Bu vaziyette dile karşı hakikaten ciddi samimi bir alaka duyuluyor ve bir mesele olarak ele alınmak isteniyorsa her şeyden evvel onu halle muktedir insanların yetiştirilmesine çalışılmandır. Hakiki garpçılık, Avrupalılık ve medeniyet bunu icap ettirmektedir. Garp ilminin, garp zihniyetinin uyuşamadığı, uyuşmasına imkân olmayan bir nokta varsa o da sathilik, keyfîlik ve indîliktir.  
Dil devrimcilerinin bunların hiç birine sâhib çıkmadan, garpçılık, inkılâpçılık ve milliyetçilik perdesi altında zararlı faaliyetlerine devam edeceklerine şüphe yoktur, Bu şartlar altında onlarla ciddi bir münâkaşa yapılamayacağına ve bunun faydasızlığına çoktan kani olduğumuz için sırf gençleri tenvir etmek maksadıyla bugünkü dil dâvasının hakiki garpçılık, inkılâpçılık ve milliyetçilikle alâkası olmadığını göstermekle iktifa edeceğiz.  
Evvelce çıkan bir yazımızda dil devriminin, hakikî garpçılıkla ve inkılâbımızla alâkası olmadığını, bilâkis onun prensiplerinin aksine bir irtica hareketi, bir gerilik olduğunu belli etmeğe çalışmıştık. Bu yazıda ise Türk milliyetçiliğiyle olan münasebetini incelemeğe girişeceğiz.  

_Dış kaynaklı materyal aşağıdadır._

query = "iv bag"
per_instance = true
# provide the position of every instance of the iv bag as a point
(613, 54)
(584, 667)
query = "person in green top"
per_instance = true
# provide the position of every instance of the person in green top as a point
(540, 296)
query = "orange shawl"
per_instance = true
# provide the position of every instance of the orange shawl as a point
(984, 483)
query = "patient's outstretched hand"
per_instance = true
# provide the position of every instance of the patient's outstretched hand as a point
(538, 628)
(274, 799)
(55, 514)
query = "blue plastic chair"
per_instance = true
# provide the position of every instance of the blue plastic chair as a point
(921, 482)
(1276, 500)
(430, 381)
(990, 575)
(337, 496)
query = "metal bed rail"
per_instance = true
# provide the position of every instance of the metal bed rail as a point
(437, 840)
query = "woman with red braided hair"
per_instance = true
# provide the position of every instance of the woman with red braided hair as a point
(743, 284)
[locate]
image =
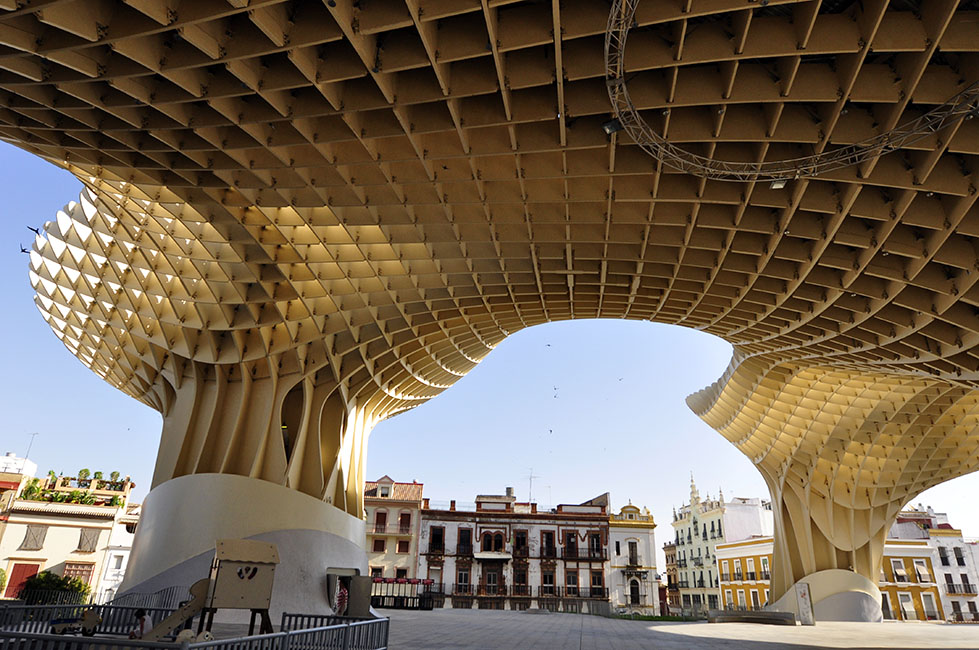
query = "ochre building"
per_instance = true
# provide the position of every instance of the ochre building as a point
(300, 218)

Bize göre Türk milliyetçiliği, cemiyetimizin ileri bir millet haline gelmesi isteğinin ve milletimiz bütün tarihi boyunca edinmiş olduğu hakiki kıymetlerle, üzerinde yaşadığımız topraklara bağlılığın bir ifadesidir. Bu tarifin ilk kısmına göre garp medeniyetinin esasını teşkil eden ilmi, ilim zihniyetini, tefekkür tarzını, sanat metodlarını ve tekniğini benimseyip almak ve bu sahalarda yapıcı olmak zarureti vardır. İleri bir millet olmanın ilk şartı budur.  
Halbuki dil devrimcileri, buna yanaşmadıklarını, ilmi tezyif ve istihkar ettiklerini, hür tefekküre düşman olduklarını, sayısız vakalarda müşahhas misallerle göstermiş bulunuyorlar.  
Tarifin ikinci kısmına gelince; altını çizdiğimiz bu kıymetlerin nelerden ibaret olduğunu, bizi biz yapan, bizi hâlâ bir millet halinde ayakta tutan, bütün geriliğimize, eksikliklerimize rağmen, bize şeref ve itibar temin eden kuvvetin bu kıymetler olduğunu biliyoruz. Bunların başında “tarihimizin”, onun şanlı, parlak devirlerinden, felâketli acı günlerinden meydana gelen “tarih şuurumuzun”; bu muazzam oluşun seyrini takip eden, onu bütün safhalarıyla canlı bir şekilde bize aksettiren “dilimizin” geldiğini biliyoruz.  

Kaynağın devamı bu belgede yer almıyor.